The Minister for Arts, Sport and Tourism, John O'Donoghue, has given more succinct reasons for hiring St Patrick's Festival. "It's important to remember that the Irish have a reputation for being the best at throwing a party, so it was important that we had the best administration expertise available," he told The Irish Times in January.

The working relationships between St Patrick's Festival and its clients depend on each organisation. "It's collaborative. They hand it over to us, but it is still their event," says Campbell. The James Joyce festival, which is known as ReJoyce 2004, wanted a mass-participation event with a quirky edge; that meant it had different demands from the countrywide Day of Welcomes. "All those events must ultimately complement each other. We will end up, though, with diverse and different festivals. And while most will have an exhibition or a music group, it will also emphasise the difference between, say, Drogheda and Dundalk."

It might seem easier to put spotlights on rooftops for Dublin Elevations, in which the public will dictate the pattern of spotlights in the sky, but it is not necessarily so. "There's a lot of legwork. Each individual building needs permission. In some ways that makes it bigger, because it has to be more calculated." But Campbell believes the outside projects have advantages for St Patrick's Festival as well as for the organisations that hire it. "We might be concentrating on production detail, but I do it for the creativity. It's a chance to work on a much broader canvas and with a range of artists."

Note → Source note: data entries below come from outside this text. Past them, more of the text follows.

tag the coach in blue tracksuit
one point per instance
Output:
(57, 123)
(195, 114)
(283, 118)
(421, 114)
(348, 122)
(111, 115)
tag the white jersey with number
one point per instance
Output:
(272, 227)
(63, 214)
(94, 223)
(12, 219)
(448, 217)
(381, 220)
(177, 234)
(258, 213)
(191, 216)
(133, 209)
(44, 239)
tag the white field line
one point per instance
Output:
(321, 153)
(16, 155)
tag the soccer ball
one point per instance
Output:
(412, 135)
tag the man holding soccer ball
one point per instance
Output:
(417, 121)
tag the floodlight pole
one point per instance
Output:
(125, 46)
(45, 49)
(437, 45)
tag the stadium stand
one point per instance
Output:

He also finds that it gives him a chance to go back to the theatre groups and bands that were involved in St Patrick's week events and offer them a chance to use designs that might otherwise have had limited airings. "We've provided 50 to 100 per cent of the annual income for a lot of these artistic groups, especially if they don't have Arts Council funding, and it means that they then have costumes and puppetry that they could use during the year."

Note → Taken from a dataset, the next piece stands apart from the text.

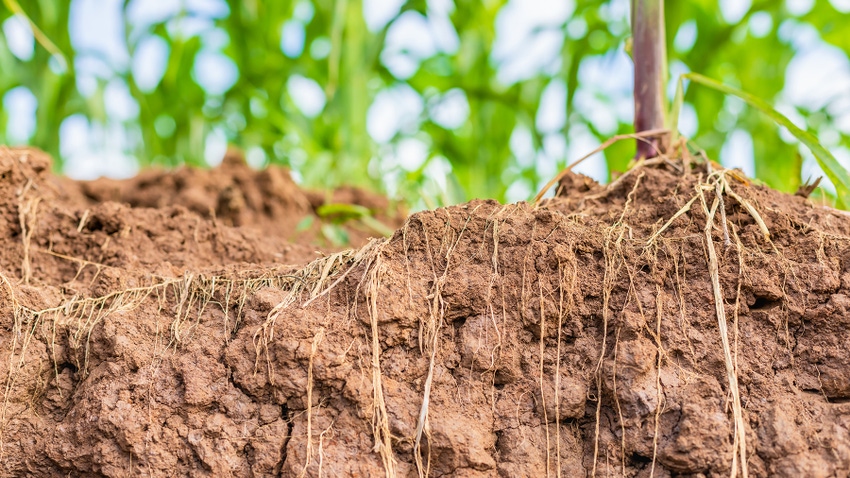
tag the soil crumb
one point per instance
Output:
(678, 322)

The widening of St Patrick's Festival's artistic horizons also means it has made many more contacts than most groups could hope to have. "In the past this wouldn't have been possible, but last year St Patrick's Festival ran a whole new raft of events. We had music and exhibitions scattered through the programme, lots of smaller events for different reasons. It meant we had a far broader arts base in the programme, as we wanted to get something for everybody."

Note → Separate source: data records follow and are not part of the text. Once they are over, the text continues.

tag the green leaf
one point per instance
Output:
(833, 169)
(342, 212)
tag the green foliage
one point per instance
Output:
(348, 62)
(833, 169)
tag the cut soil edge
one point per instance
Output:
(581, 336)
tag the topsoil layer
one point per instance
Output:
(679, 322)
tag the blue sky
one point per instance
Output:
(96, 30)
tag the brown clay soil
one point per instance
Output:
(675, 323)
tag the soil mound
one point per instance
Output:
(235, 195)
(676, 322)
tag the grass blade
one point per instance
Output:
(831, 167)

As an organisation it now sits at the centre of what he describes as "the three interconnecting circles of culture, commerce and society. We might spend a day talking to the gardaí, then a youth group, artists and then city planners. It means that we have developed the skills and knowledge to deal with other events. It also makes each festival a temporary meeting point for these people to come together and discuss how best to run these events."

Has he found that the authorities' initial suspicion has gone? "Maybe. It is by working with the gardaí and others that we have educated ourselves in how it can be done well and safely, but we're also constantly surprised by the degree of ownership shown by all of these. There is incredible work done behind the scenes."

It has not, he says, meant that organising such events is now second nature. "It's not necessarily easier than before. There is precedent for some of these events, which is important. We know that it can now be done, these large gatherings in public spaces. People are well behaved and trouble free. But we do live in a litigious age, and the physical structure of Dublin makes it less easy to run events. Unlike New York, say, it's not built to a grid system.

"The difficulties of this year are a case in point. Because of the work on O'Connell Street it wasn't easy to invite a huge audience there for the parade. But it would have been difficult to move it elsewhere, because the other streets around it are too narrow."

St Patrick's Festival has no other outside projects in the pipeline, but it will likely continue to act as a one-stop shop for large events. Campbell doesn't worry that it might dilute St Patrick's week, only that it will mean more work for the company and people behind it. "It will never be easy," he says as he darts off. "Each year is a new challenge."